Zorunlu eğitim; öğrencinin belli bir yaştan başlayıp, yine belli bir yaşa gelinceye kadar gösterilen, eğitim kurumlarında belli bir süre öğrenim görmesini zorunlu kılan yasal bir kavramdır.

Yasal dayanaklarını; Avrupa İnsan Hakları Sözleşmesi, Avrupa Sosyal Şartı, Unesco kararlarından alan bu kavram devletlerin eğitim hakkını himayesindeki tüm vatandaşlarına eşit olarak sunmayı ön görür.

Temel eğitim ise, belli bir seviyede ve nitelikteki eğitim kavramını anlatır.

Türkiye’de zorunlu eğitim 28 Şubat 1997 tarihli MGK kararında “derhal, kesintisiz, kademesiz ve yönlendirmesiz” olarak tavsiye edilip bu tarihten itibaren uygulamaya geçirilse de tarihsel olarak bir dizi sürecin sonunda gelişmiştir.

Cumhuriyet dönemine bakıldığında ilk olarak 10 Aralık 1946’da 3.Milli Eğitim Şurasında “şehir ilkokullarının ortaokullarla birleştirilmesi ve eğitimin 8 yıla çıkarılması” ön görülse de uygulamaya konulmamıştır.

Yine 1961 Anayasası 50. Maddesinde “ilköğretim zorunludur ve devlet okullarında parasızdır” denilmiştir. 1972-1973 yıllarında Hükümet programlarında zorunlu eğitimin 8 yıla çıkarılması öngörülmüş fakat yürürlüğe konmamıştır. 1973’te ilköğretimin 7-14 yaş arası 8 yıl olması kararlaştırılmıştır. 9 Mart 1992’de kabul edilen yasada zorunlu eğitim, çocuğun 5 yaşını bitirdiği yılın Eylül ayı sonunda başlayıp, 14 yaşını bitirip 15’ine girdiği yılın sonunda biter denilmiştir.

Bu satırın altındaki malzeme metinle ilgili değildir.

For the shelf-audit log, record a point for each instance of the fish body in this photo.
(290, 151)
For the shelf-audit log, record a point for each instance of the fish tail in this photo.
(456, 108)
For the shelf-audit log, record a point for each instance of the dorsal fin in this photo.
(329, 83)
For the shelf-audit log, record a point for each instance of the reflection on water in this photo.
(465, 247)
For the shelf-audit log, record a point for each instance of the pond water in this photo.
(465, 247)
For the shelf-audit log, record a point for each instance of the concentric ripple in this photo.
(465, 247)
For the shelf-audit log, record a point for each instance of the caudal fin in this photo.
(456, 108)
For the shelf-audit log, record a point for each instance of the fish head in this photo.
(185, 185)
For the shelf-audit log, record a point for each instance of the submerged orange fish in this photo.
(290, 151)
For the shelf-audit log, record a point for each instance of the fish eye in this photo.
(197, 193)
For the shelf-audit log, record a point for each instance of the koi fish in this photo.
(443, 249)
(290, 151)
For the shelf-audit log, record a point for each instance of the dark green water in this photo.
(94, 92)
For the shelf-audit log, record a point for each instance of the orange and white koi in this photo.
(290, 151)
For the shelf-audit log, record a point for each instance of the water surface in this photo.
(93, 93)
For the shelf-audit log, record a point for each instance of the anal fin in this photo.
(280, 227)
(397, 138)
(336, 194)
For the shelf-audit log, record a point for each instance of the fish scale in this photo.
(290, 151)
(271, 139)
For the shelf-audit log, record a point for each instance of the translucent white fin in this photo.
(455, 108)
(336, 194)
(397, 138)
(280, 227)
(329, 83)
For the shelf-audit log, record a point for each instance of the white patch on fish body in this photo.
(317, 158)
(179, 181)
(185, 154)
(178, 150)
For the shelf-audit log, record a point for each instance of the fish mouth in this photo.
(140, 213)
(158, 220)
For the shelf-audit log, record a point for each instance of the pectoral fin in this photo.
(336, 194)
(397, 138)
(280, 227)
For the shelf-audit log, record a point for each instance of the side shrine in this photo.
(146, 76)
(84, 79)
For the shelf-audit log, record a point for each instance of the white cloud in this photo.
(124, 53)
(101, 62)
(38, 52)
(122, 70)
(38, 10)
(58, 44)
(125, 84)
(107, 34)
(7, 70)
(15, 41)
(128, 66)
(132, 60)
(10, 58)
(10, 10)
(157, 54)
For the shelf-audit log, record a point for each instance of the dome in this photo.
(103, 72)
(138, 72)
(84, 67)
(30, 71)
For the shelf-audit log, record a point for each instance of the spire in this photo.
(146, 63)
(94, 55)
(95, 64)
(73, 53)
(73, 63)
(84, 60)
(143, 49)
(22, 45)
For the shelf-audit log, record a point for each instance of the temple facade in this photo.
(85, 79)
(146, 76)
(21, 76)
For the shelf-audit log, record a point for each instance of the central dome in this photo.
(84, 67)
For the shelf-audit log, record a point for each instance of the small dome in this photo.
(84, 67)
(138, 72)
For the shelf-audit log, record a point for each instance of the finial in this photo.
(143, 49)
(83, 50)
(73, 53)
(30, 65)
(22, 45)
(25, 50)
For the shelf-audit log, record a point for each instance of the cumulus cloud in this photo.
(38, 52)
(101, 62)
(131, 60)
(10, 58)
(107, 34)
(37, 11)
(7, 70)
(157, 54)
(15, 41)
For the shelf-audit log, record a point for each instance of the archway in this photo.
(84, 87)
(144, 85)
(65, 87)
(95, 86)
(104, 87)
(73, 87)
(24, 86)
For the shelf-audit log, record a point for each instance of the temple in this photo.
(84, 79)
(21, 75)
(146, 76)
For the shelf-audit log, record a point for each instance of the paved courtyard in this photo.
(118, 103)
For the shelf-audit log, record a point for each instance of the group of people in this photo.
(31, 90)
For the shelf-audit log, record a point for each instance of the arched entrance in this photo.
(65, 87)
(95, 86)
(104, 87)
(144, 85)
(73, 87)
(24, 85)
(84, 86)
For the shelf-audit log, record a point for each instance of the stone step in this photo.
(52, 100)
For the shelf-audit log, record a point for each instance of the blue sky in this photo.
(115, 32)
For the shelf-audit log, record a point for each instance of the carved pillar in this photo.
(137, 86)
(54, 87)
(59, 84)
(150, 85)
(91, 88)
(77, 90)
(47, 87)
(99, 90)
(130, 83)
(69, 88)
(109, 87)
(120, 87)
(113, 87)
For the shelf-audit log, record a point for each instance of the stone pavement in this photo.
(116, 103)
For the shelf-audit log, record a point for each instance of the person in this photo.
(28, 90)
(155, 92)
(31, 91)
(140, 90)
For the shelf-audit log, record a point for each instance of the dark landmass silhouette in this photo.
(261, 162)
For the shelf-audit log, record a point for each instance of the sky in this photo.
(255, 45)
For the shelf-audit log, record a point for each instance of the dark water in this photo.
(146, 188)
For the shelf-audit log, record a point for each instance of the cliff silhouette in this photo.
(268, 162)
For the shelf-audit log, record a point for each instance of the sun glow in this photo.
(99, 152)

1993 yılında Ankara’da Unesco ve Ankara Üniversitesi Eğitim Fakültesi işbirliği ile gerçekleştirilen sempozyumda ortaya konulan verilerin amacı, kabul edilen yasanın bir an önce hayata geçirilmesi üzerine kurulmuştur.

28 Şubat 1997’ye kadar, yasanın boşluğundan yararlanarak ve keyfi uygulamalar sonucu kanunun icrası geciktirilmiştir. 28 Şubat kararlarının ardından 55.hükümet tarafından uygulamaya sokulan bu yasa, dönem koşulları çerçevesinde siyasi tartışmaların ışığında değerlendirilmiş; içerikle ilgili tartışmalar da medyada yeterince yer bulamamıştır.

Yani özetle 28 Şubat işin son noktası olmuştur, ön plana bakmamak gibi kronik bir rahatsızlığımız var.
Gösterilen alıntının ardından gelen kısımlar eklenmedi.